For a moment last week, a Mandurah private school found itself in the national media spotlight after it banned a little girl from speaking of her father’s sexuality.
The child had spoken in class of her father’s relationship with a man. The principal said the school was unable to support the father’s “world view”; the father withdrew the child.
“A same-sex world view is not congruent with our Christian world view,” Foundation Christian College principal Andrew Newhouse said.
The school has been condemned by many for its stance, and supported by a few.
The few supporters asked: “Why did a gay man enrol his child at a Christian school?”
The answer is simple: the father enroled his child in a Christian school because he and his family were Christian.

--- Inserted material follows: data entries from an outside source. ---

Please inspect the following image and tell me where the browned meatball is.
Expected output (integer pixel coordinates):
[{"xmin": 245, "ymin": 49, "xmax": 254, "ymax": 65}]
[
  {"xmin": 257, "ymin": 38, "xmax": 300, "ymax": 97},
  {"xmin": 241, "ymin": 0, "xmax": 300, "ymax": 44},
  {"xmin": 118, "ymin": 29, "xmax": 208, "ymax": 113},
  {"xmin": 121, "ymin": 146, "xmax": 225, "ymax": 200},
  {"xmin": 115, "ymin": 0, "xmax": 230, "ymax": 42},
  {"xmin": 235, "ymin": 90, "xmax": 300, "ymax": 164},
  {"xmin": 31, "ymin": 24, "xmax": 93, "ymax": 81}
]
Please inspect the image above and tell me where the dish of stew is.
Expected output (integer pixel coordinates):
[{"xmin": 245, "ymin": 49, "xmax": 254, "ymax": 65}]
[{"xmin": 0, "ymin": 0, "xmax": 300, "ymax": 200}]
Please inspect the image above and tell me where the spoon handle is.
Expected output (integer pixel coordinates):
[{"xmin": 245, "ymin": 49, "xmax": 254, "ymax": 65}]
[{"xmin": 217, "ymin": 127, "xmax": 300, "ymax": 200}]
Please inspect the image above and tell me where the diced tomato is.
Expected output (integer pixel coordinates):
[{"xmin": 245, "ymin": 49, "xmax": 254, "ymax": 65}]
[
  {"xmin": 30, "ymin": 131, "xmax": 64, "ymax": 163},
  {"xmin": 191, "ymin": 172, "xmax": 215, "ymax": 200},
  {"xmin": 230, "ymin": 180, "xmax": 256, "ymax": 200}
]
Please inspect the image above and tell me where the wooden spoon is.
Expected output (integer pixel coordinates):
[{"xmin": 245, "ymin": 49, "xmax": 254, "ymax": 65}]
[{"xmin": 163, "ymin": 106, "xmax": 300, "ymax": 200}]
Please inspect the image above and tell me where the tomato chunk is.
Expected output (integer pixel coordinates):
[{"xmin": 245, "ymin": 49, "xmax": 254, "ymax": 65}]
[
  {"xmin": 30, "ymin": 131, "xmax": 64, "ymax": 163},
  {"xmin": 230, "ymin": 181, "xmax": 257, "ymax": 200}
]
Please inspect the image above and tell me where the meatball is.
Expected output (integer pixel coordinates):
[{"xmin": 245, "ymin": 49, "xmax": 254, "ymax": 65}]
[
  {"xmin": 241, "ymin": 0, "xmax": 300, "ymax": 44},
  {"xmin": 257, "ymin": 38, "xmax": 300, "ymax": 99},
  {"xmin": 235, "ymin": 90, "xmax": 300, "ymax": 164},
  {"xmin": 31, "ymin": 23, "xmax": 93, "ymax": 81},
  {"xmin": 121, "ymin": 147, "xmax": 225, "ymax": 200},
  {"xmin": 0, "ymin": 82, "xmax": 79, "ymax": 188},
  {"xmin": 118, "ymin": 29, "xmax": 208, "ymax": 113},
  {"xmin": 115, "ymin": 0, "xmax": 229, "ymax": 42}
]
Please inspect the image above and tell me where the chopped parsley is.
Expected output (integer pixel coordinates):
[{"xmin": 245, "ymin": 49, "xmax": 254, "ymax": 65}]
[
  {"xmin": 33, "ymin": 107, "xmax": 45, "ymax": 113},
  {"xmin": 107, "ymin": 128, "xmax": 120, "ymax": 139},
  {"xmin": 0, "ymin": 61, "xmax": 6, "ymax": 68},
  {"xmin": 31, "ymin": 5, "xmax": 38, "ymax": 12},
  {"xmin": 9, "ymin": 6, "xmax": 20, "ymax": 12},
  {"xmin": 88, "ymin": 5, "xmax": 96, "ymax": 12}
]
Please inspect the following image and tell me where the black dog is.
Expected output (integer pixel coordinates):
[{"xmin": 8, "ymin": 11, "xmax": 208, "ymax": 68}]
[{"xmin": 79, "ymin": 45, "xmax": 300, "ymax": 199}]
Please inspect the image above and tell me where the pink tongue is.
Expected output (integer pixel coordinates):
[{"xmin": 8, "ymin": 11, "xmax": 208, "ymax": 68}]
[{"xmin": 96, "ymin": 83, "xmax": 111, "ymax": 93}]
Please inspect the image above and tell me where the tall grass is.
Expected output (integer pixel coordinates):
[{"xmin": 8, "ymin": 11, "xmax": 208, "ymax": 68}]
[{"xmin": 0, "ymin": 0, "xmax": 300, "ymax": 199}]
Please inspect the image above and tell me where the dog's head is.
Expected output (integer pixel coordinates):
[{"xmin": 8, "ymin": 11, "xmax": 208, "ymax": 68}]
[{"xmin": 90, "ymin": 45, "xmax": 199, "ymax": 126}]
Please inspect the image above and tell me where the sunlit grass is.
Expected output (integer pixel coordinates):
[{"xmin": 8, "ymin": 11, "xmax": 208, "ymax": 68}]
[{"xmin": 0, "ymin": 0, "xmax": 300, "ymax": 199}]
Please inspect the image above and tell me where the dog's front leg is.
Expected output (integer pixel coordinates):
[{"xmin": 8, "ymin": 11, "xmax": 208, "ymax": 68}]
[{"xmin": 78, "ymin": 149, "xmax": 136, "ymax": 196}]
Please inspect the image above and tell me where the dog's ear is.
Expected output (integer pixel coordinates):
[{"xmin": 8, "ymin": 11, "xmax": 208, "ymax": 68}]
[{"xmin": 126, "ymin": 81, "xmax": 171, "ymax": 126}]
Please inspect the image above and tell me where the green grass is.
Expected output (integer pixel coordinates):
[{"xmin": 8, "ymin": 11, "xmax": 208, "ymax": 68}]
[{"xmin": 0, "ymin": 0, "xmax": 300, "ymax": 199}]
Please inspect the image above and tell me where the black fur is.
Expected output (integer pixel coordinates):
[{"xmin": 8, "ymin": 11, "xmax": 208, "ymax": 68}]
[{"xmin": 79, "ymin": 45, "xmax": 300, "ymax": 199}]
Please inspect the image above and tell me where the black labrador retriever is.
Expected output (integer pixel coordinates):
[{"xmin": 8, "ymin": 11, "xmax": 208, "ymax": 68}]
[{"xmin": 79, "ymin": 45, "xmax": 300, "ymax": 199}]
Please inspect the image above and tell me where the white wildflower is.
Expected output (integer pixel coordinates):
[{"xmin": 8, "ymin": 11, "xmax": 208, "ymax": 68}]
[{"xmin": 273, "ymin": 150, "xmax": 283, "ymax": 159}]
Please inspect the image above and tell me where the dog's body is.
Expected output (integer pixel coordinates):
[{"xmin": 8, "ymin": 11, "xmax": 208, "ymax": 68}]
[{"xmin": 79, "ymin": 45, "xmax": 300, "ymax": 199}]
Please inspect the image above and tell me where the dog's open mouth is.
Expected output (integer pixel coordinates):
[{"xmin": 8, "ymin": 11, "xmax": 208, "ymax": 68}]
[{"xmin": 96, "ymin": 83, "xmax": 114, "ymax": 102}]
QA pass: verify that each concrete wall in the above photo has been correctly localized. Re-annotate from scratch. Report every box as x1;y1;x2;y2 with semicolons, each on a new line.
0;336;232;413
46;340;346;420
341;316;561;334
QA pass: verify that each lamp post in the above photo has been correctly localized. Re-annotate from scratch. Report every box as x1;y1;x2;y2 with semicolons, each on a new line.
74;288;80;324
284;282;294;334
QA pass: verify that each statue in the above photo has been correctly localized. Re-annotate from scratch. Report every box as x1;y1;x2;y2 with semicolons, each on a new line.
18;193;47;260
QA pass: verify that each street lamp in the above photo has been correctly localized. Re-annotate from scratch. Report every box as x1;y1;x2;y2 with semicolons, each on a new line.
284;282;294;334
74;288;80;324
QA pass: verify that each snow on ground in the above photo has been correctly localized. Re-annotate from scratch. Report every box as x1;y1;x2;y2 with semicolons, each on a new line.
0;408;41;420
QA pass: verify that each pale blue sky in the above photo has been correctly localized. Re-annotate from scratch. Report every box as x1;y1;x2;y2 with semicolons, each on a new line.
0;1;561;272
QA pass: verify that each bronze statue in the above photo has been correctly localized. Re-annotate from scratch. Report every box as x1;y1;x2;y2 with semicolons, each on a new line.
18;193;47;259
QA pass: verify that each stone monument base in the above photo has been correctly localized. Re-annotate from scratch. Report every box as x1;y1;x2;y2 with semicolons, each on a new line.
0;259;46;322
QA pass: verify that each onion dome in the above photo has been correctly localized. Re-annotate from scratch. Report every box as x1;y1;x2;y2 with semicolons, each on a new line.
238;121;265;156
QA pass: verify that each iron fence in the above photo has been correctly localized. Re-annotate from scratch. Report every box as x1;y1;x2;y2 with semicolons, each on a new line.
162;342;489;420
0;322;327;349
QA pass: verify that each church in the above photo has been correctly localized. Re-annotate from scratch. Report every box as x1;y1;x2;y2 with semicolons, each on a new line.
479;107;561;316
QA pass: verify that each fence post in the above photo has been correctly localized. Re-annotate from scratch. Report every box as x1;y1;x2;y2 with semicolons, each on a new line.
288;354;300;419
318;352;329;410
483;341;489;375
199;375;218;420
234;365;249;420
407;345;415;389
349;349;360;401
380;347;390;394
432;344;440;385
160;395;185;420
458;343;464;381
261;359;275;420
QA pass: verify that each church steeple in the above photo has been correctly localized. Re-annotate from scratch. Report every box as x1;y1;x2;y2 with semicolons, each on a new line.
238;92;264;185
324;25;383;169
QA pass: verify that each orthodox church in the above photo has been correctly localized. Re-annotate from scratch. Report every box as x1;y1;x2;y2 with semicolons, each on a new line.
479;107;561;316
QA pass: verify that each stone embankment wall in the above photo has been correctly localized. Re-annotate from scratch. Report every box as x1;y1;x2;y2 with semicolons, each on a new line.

He subscribed to the Christian values the school outlined in its marketing material, which did not anywhere include a ban on a “same-sex world view”, whatever that weak euphemism really means.
But this statement was in the school’s sales puff: “The pressure of the media has created what we sometimes call ‘politically correct thinking’. This thinking can result in a loss of freedom of expression and a failure to think critically in some key areas of life. Christian schooling can make a significant contribution to the intellectual life of our society by challenging such uncritical thinking.”
What rank, self-serving hypocrisy for a school that muzzles a child and her family for discussing the father’s sexuality and political beliefs.
This is not religious freedom, as some supporters have claimed, it is the opposite.
What about the family’s right to free religious thought and expression? This child has been shunned from a State-funded religious education and excluded from a religious congregation.
If this is a “Christian world-view” it is rightly condemned.
But to many in our community, it’s hardly Christian at all.